I should note that the prices listed below have increased since I snapped the photo:

Inflation or not, who could resist an offer to DESIGNED YOUR OWN SALAD? Also, 16 oz (ounces) equals one pound. Thus the restaurant is offering a one-, two-, or three-pound salad, each with 1 meat and unlimited vege. I must ask: Who has room for much (many?) vege after eating three pounds of DESIGNED SALAD?

Last one:

If Mom gets Fri, who gets all the other days? I’m a Mom, but I prefer Tuesdays. Can non-Moms get the LUNCH Special on Fri?
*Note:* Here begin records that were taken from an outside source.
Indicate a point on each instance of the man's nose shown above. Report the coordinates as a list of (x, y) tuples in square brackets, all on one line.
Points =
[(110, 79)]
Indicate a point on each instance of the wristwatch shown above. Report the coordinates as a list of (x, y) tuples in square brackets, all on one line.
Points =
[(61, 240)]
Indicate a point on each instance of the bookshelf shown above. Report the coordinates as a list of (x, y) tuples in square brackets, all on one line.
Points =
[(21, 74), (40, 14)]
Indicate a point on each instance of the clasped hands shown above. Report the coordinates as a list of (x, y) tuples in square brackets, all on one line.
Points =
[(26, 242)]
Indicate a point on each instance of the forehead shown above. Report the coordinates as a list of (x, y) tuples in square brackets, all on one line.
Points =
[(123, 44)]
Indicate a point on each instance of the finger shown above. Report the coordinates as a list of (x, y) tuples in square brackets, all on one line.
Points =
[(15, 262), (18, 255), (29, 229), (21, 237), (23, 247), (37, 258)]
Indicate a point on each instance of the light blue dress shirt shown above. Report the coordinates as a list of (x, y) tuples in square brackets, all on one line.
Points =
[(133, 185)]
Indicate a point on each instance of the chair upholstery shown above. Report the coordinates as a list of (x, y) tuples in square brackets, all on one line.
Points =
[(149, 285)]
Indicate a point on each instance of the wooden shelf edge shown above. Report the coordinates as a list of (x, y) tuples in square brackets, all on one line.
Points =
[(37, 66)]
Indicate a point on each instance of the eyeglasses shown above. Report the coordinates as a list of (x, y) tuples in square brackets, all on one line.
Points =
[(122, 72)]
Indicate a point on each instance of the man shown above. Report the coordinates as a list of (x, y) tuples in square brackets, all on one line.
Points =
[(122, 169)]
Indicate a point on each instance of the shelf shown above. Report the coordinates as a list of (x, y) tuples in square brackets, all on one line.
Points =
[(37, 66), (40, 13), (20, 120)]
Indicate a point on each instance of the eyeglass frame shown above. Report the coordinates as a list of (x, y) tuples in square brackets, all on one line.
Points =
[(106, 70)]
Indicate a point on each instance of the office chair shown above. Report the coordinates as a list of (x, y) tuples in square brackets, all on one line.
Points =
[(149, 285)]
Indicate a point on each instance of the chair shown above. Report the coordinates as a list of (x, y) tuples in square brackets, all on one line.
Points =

My advice is to choose a restaurant carefully, eat well, and in the spirit of today’s MLK holiday, find a way to work for a more just world.

Healthful?

Shortly after the most candy-full day of the year, it seems appropriate to consider products that are healthful — or rather, products marketed that way. Starting at the top:

Number 1. Okay, I’m interested, but I would like to know the nature of the list this juise man tops. Every cart on the Upper West Side corner where he sells a smoothie that is all natural no sugar no milk? Every cart in the city (or world or universe)? The smoothie itself sounds healthful enough, though again I’d like more information. Lots of unhealthful things are all natural — uranium, for example.

This sign’s from Seattle:

How does one know, exactly, whether bees are happy? From the buzz? Antenna motion? Do NW bees smile? I admit I know nothing about bees‘ moods, but I would have thought they’d be unhappy if someone swiped their honey. Maybe there’s a profit-sharing plan.

Same supermarket, different product:

Plant-Based sounds nutritious, doesn’t it? But I have to ask: Is there a non-Plant-Based Pizza? Made on, say, cardboard or steak?

Last sign, courtesy of my brother-in-law:

Good to know that there isn’t even one Vegan in this Gel. Or perhaps the Gel is Free to any random Vegan passing the salon?

As always, theories welcome. See what you can come up with as you nibble away at your Halloween candy.